Frankly, I cannot believe that Rex Stout approved this venture--having the 25 chapters put into book form, rather than being spread out over several months in the telling. Perhaps if one were to read it, one chapter per week, it would be more palatable and less laughable. It won't tarnish Stout's brilliant reputation, except to those who've never read the Nero Wolfe books. What a pity if it should discourage anyone from reading those books or the short stories or novellas about Nero and Archie and their cohorts, which are entirely splendid.
This effort, however, reeks of an attempt by someone to generate income using the defenseless author who died several years ago, and is no longer able to defend himself from such nefarious schemes.
Kelerana
I've read Rex Stout's Nero Wolfe stories all my adult life and never regretted a moment spent doing so. His earlier work, though, could have been pruned to the ground and no loss would have ensued. How the author of "A Prize for Princes" and its plummy, purple prose ever made the transition to 35th Avenue and Nero, Archie, Fritz and Theodore is beyond me.
"Her Forbidden Knight", written in 1913, a year before "A Prize for Princes", is somewhat satisfying in a Damon Runyonesque kind of way. "Prize", though, is overblown, overwritten, incessantly stupid, though ultimately rewarding in the double murder of the two main characters at the end. I believe Stout became weary of the machinations that fettered this serial, much later, book. Stout must have been writing to pay the bills in those early years while he was working on his highly successful school banking system. I find it interesting that it was 20 years later when he wrote "Fer-de-Lance" that the Wolfe canon began.

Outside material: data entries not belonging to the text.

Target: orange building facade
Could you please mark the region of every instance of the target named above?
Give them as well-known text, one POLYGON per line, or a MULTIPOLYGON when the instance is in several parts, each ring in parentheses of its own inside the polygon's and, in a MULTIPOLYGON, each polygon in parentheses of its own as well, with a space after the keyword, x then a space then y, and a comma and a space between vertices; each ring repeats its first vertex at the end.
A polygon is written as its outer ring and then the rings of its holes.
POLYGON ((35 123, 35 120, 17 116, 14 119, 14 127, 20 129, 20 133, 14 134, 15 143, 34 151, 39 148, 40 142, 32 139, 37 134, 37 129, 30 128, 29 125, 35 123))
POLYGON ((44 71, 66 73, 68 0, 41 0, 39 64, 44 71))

I'll stop searching for early Stout and stay with what worked so well for him and all of us. I suggest you do the same.
Gugrel
Yes, I bought this book used because I have enjoyed the Nero Wolf series. It certainly doesn't come up to those books. It started really slow for me, but I've become more invested while reading. It's not terrific, but it's not awful. I've certainly started worse books and refused to finish them.
Enila
Predictable. Non-satisfying climax. There are a couple of characters that are so positively dumb, you just want to slap the sh** out of them. Don't base your opinion of Rex Stout on this book. It reads fast but you'll just end up frustrated with the events.